Situação complicada nas escolas públicas
Se os alunos da rede privada têm aulas diárias e as famílias encontram canais de comunicação efetivos com as escolas para decidir sobre a volta das aulas presenciais, a situação da escola pública é bem distinta. Segundo Eliane Chagas, professora de uma escola da rede municipal do ABC paulista, não existe uma gestão democrática nas escolas públicas que incentive a interação entre escola e comunidade.
“A gente tem regularmente uma professora que nos mantém informadas enquanto família das propostas da disciplina dela e outras que eu não faço ideia do que o Caetano tem que fazer na disciplina delas”.
Mãe de Caetano (12 anos), a professora conta fala que houve muitas dificuldades técnicas para que os docentes se adaptassem ao ensino remoto. "A plataforma oficial do Estado não estava dando certo e que as escolas aderiram ao Google Classroom, onde quem indica o conteúdo é a professora da disciplina". Ela diz que entrou em contato com propostas para a melhoria das atividades, mas não obteve nenhuma resposta.
Ela conta que Caetano acorda tarde e assiste a uma aula por dia. “Ele reconhece que está se atrasando em várias propostas, mas optou ficar atrasado por ter tarefas demais”. Assim como outras mulheres entrevistas pelo Delas , Eliane também achou este seria um ano perdido, mas chegou à conclusão de que a tendência é que esse sistema de educação formal piore e que não compensa mante-lo nele mais de um ano.
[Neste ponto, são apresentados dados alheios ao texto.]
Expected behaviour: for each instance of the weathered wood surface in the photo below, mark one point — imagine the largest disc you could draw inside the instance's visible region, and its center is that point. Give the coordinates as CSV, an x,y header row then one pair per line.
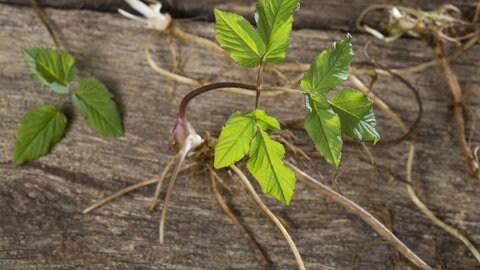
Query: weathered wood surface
x,y
314,14
41,225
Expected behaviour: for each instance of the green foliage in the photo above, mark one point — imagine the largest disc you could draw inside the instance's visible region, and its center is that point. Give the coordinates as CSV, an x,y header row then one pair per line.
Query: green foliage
x,y
44,126
94,102
266,165
49,67
234,141
238,37
40,129
356,115
274,20
330,67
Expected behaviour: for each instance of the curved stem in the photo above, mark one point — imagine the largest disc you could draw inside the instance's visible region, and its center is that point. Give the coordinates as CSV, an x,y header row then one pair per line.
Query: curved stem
x,y
282,89
246,234
259,84
188,97
270,215
411,192
153,204
44,21
363,214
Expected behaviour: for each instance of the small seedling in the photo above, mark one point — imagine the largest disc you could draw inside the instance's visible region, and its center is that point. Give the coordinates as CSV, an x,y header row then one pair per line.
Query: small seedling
x,y
248,135
44,126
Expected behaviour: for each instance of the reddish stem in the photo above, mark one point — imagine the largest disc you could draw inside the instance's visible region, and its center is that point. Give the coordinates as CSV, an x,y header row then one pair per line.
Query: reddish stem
x,y
182,112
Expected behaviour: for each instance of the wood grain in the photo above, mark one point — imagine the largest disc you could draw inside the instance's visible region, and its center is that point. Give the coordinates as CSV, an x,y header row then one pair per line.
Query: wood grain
x,y
41,225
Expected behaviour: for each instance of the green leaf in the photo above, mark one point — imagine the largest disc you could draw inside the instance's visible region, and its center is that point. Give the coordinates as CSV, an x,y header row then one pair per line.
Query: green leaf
x,y
234,140
266,122
274,20
40,129
329,68
238,37
266,165
323,126
94,102
355,111
49,67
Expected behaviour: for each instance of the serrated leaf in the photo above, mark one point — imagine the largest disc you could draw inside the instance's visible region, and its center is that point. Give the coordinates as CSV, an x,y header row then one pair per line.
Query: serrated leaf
x,y
49,67
234,140
356,116
265,121
40,129
101,112
330,68
238,37
323,127
266,165
79,105
274,22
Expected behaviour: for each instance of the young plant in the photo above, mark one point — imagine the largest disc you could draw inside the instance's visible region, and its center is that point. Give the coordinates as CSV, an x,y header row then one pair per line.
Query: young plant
x,y
248,134
349,111
42,127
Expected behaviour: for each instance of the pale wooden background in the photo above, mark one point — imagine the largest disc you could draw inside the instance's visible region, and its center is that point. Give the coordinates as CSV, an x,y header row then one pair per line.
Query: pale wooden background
x,y
41,225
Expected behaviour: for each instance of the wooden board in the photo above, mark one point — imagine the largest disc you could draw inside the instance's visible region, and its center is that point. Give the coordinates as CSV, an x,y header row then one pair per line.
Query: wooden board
x,y
41,225
314,14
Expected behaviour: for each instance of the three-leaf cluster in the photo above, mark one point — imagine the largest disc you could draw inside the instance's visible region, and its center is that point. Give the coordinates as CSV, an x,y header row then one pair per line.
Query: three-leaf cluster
x,y
42,127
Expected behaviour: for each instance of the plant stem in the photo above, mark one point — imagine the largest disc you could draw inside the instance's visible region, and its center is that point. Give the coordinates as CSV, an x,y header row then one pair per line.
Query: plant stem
x,y
206,43
451,230
282,89
246,234
456,92
363,214
161,71
182,111
270,215
259,84
44,21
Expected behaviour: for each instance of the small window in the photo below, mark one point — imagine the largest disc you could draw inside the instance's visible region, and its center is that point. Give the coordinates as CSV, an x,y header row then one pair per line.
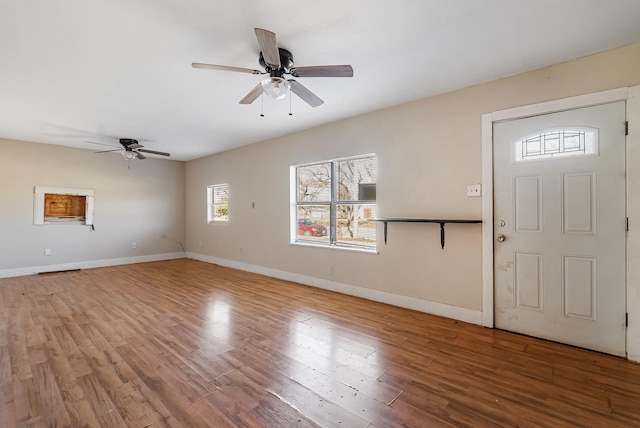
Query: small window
x,y
557,143
335,203
218,203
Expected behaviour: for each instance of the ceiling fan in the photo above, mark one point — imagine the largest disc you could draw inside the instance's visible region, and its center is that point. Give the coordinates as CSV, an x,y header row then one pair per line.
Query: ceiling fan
x,y
278,64
132,150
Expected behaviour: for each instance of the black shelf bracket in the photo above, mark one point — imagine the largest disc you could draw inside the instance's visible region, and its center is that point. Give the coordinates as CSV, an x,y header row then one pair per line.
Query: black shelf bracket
x,y
441,222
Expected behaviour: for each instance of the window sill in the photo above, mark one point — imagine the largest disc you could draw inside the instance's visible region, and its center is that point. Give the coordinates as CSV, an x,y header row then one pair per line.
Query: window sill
x,y
335,247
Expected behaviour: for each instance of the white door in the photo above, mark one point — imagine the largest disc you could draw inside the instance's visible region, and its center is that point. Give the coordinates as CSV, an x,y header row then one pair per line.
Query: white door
x,y
560,227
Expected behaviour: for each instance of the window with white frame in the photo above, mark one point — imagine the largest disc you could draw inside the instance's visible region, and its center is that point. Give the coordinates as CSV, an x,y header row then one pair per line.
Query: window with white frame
x,y
218,203
335,202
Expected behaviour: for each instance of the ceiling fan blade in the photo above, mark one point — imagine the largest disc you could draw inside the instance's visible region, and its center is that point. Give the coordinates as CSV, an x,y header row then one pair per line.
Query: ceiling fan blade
x,y
153,152
226,68
253,95
107,151
323,71
102,144
306,95
268,46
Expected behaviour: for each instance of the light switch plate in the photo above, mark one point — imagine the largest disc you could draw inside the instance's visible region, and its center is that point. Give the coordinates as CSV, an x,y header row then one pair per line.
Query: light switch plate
x,y
474,190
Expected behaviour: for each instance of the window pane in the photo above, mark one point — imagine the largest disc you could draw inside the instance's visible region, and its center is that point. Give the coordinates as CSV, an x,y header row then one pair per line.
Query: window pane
x,y
357,179
557,144
354,225
313,223
314,183
218,203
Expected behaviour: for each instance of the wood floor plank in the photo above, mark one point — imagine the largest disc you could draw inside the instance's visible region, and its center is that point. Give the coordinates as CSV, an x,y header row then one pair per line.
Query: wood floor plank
x,y
182,343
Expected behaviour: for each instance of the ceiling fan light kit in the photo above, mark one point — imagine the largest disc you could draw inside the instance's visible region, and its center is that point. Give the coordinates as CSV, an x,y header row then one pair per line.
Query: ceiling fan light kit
x,y
278,63
275,87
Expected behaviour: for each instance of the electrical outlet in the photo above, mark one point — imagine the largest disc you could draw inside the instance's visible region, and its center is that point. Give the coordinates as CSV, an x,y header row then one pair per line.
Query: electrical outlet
x,y
474,190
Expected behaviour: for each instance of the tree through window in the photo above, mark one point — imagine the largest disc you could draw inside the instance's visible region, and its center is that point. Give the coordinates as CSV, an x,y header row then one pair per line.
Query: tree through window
x,y
336,202
218,203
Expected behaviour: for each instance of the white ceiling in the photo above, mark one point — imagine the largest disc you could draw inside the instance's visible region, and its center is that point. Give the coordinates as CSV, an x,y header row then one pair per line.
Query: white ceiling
x,y
73,71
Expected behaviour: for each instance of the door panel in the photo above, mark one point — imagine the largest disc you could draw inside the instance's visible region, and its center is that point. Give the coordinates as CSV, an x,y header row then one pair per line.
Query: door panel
x,y
559,203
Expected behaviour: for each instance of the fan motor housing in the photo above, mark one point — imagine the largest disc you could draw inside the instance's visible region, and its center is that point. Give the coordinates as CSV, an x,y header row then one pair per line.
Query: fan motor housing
x,y
128,141
286,63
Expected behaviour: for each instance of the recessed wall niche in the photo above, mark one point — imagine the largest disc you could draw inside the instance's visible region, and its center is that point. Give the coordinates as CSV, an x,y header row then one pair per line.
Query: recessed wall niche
x,y
61,205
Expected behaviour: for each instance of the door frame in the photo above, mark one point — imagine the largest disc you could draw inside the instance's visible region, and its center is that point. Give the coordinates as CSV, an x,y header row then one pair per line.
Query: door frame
x,y
632,96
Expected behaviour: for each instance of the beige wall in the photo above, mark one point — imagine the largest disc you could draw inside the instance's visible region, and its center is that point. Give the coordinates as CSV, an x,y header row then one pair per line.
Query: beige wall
x,y
139,206
428,152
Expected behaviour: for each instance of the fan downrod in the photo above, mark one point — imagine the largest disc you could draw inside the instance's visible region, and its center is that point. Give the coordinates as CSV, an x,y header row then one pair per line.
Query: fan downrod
x,y
286,63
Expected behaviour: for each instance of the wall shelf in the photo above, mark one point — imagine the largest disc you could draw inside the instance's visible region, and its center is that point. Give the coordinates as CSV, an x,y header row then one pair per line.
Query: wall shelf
x,y
441,222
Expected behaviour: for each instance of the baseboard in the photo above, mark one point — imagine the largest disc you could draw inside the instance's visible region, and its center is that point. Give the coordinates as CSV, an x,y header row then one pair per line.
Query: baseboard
x,y
434,308
32,270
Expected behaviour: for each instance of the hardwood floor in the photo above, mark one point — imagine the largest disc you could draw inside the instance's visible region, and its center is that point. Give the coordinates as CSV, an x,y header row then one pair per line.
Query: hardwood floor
x,y
188,344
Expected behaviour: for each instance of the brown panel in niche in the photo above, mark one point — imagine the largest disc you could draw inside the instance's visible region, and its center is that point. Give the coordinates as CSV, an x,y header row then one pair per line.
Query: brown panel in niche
x,y
64,205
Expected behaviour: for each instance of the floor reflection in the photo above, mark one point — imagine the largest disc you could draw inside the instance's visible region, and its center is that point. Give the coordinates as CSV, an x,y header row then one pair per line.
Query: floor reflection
x,y
218,319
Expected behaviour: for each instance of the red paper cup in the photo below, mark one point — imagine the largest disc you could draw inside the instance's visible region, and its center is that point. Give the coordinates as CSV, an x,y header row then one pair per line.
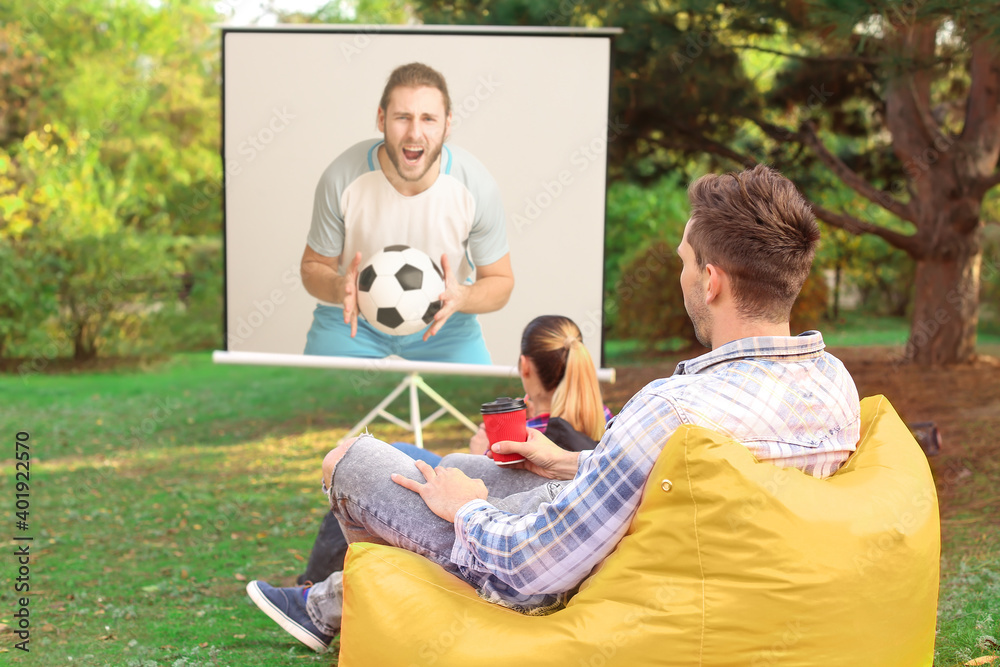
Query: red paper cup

“Ele tem um processo forte de autodidatismo, fala inglês fluentemente, aprendeu por ele mesmo. Nos como família achamos que é melhor ele sair logo desse processo”.
Chips e atividades impressas em papel
Além da falta de diálogo com a escola, outro problema apontado pelas mães de adolescentes que frequentam a rede pública é a falta de suporte para acessar as aulas on-line, conforme explica Érika Mayume, que preside o conselho de escolas municipais e é mãe de Ana (14) e Guilherme (11), alunos do 8º e 5º ano.
“Só depois de quatro meses que as escolas municipais de Campinas passaram a adotar algo similar à rede estadual, que é entregar atividades impressas para os alunos que não conseguiam acessar as aulas. Algumas escolas fizeram por conta própria, mas como diretriz municipal é algo recente”.
Segundo Érika, a prefeitura da cidade no começo da pandemia falou em distribuição de tablets para todos os alunos, mas o que ocorreu foi a distribuição de chips para aparelho celular, sem equipamentos. Ela acrescenta que em algumas áreas periféricas da cidade não há sinal de Internet e por isso nem todos os alunos conseguem assistir às aulas. "Os professores não ficam ao vivo no horário. Algumas escolas fazem bate-papo, não é aula", conta.
Érika conta que participou pelo movimento pelo não retorno e pelo cancelamento do ano letivo de 2020 praticamente desde que começou a pandemia, mas diz que hoje é difícil se posicionar contra a retomada das aulas presenciais, já que as regiões mais pobres da cidade as famílias não estão fazendo isolamento e muitas vezes há maes desempregadas cuidando de seis a dez crianças cujas mães trabalham. “Eu não tenho como ser contra o retorno. Para os mais precarizados é necessário".